FIGS. 1 and 2 illustrate components of a prior-art air cannon. Air cannon 11 comprises an air tank 13, which is connected to a pressurized air source by line 15, and a cylindrical barrel 17 having a bore 19. A cylindrical sabot 21 with a forward pocket 22 is configured for being propelled forward through barrel 17 and away from tank 13 by the air pressure in tank 13, sabot 21 having an outer diameter smaller than the diameter of bore 19. After sabot 21 exits barrel 17, a sabot stripper 23 attached to the forward end of barrel 17 stops the forward motion of sabot 21 and retains sabot 21 within stripper 23.
FIG. 2 is a cross-section view of stripper 23, which is attached to barrel 17 adjacent muzzle 25. Stripper 23 comprises a body 27 formed from perpendicular plates 28. A conical cavity 29 within body 27 is truncated at the forward end by a bore 31. The rear diameter of cavity 29 is larger than bore 19 of barrel 17, allowing sabot 21 to pass into cavity 29, but the diameter of bore 31 is smaller than the outer diameter of sabot 21. The forward end of sabot 21 strikes the inside of cavity 29 at approximately the line indicated by numeral 33, and sabot 21 is retained within cavity 29 as projectile continues forward and exits stripper 23 through bore 31.
Current sabots are fired together with the projectile and either separate during flight or are caught at the end of the barrel with the sabot stripper.
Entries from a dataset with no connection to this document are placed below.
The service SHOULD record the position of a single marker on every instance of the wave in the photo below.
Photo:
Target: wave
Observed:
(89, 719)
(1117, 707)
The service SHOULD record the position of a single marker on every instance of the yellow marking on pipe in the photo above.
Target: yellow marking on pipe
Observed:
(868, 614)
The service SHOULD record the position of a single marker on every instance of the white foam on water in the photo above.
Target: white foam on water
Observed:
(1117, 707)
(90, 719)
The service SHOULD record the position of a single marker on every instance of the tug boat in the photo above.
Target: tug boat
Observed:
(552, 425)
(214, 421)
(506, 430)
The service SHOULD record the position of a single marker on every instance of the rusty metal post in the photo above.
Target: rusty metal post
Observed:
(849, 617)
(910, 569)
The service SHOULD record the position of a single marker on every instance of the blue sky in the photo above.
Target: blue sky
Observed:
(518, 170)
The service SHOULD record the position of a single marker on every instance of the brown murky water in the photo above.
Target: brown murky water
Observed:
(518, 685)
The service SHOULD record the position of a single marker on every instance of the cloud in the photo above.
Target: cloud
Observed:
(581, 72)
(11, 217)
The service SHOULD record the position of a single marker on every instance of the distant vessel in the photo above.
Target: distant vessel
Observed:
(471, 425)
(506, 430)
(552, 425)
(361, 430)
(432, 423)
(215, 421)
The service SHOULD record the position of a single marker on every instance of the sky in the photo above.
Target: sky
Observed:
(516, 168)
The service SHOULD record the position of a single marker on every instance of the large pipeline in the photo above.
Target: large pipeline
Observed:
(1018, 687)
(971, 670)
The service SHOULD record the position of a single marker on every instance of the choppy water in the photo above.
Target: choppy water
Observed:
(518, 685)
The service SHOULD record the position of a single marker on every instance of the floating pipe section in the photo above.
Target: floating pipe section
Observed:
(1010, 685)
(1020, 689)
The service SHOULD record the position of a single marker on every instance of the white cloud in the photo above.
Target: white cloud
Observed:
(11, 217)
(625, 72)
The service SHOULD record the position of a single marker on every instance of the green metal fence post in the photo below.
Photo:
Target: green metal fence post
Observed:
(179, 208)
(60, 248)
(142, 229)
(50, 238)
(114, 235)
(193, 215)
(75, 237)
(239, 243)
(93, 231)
Both types of sabots are typically too damaged to be reused or not capable of multiple shots without major repairs. Also, cannons using sabot strippers require the sabot to be significantly larger than the projectile to ensure that the sabot is caught by the sabot stripper. This means that the barrel is larger than needed to house the projectile, adding unnecessary weight and size to the system. Also, the barrel may require reinforcement to accommodate the forces generated when catching a sabot at full velocity (>140 kn).
Alternative versions of sabots deform or break apart in flight, such as expanding cup, base, spindle, and ring sabots. However, in order to maintain the level of accuracy needed for impact testing in aviation (typically required to be within 1″ of the target), projectiles are fired from a minimum required distance, and this is often approximately 5 feet from the target. This distance between the end of the barrel and the target is too short for a sabot to reliably come apart and clear the target during flight.